We have been offering discrete integrations between our turnstiles and mobile devices for some time now, and striking the balance between the required level of security, whilst offering a user-friendly entrance experience, remains a top priority. One of the key benefits of upgrading from traditional fobs or access control cards to mobile devices is the flexibility they offer. People carry their phones everywhere with them and wear smartwatches, which makes them a familiar and convenient access control method for regular employees as well as occasional visitors. Additionally, these BYODs offer a touchless and hygienic authentication method when accessing a building, which is now more important than ever. These mobile devices do have some drawbacks, however, as devices can be easily mislaid, stolen, or broken. Whether our turnstiles need to integrate with smartphones and watches for office users or wristbands for gym users, there’s an integration solution for everyone.

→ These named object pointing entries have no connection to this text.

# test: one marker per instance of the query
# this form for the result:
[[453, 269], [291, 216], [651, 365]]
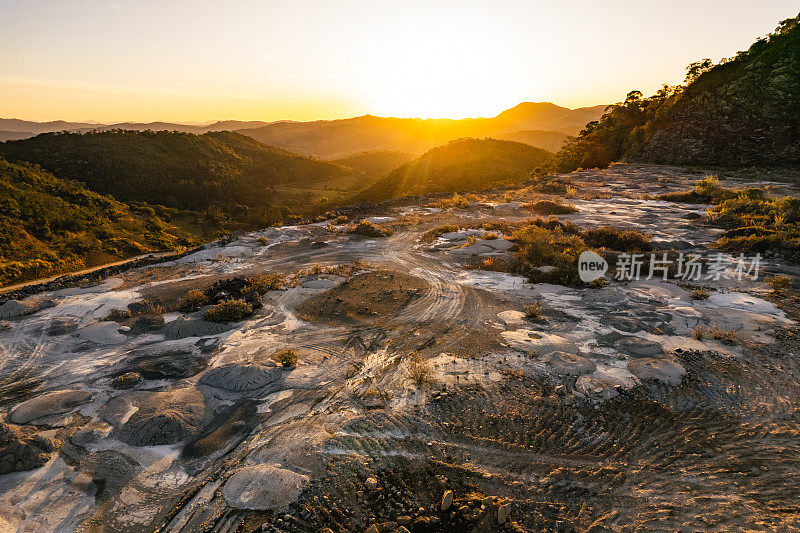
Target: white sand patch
[[511, 317], [745, 302], [379, 220], [604, 381], [103, 333]]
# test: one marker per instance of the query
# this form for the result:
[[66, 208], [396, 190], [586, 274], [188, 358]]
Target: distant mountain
[[34, 128], [14, 135], [332, 139], [13, 129], [376, 163], [181, 170], [50, 225], [551, 141], [459, 166], [223, 125], [743, 111]]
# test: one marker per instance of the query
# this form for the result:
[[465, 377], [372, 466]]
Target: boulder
[[51, 403]]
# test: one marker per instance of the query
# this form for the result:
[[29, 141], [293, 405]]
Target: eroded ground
[[424, 398]]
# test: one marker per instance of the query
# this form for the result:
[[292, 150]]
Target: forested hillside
[[218, 169], [50, 225], [331, 139], [743, 111]]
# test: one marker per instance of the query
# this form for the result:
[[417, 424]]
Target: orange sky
[[197, 61]]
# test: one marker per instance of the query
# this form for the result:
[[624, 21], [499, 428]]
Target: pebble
[[447, 500]]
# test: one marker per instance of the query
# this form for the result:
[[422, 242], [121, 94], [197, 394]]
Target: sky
[[198, 61]]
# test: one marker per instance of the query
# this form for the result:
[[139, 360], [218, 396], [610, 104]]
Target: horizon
[[214, 121], [190, 63]]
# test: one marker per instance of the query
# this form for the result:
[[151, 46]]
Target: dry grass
[[700, 293], [418, 369], [286, 357], [229, 311], [779, 284], [699, 332], [723, 335]]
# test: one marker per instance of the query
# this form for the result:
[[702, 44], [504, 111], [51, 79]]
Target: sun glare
[[442, 72]]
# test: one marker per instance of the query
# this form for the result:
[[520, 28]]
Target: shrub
[[229, 311], [534, 311], [286, 357], [706, 191], [561, 185], [192, 301], [539, 246], [368, 229], [779, 283], [700, 293], [456, 201], [616, 239], [418, 369], [699, 332], [723, 335]]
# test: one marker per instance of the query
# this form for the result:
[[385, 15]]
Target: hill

From an intercom perspective, the biggest benefit is also one of the biggest challenges. Users are able to visually confirm visitor identity, answer their door, and allow visitors building access—all from their mobile devices. The benefit is the freedom to answer their door from anywhere. Users are no longer required to be on-site to greet visitors, receive packages or ensure their front door is secure. Of course, the downside to answering a door from anywhere is putting the responsibility of screening guests on the user, as well as the different levels of responsibility that users now have in allowing building access.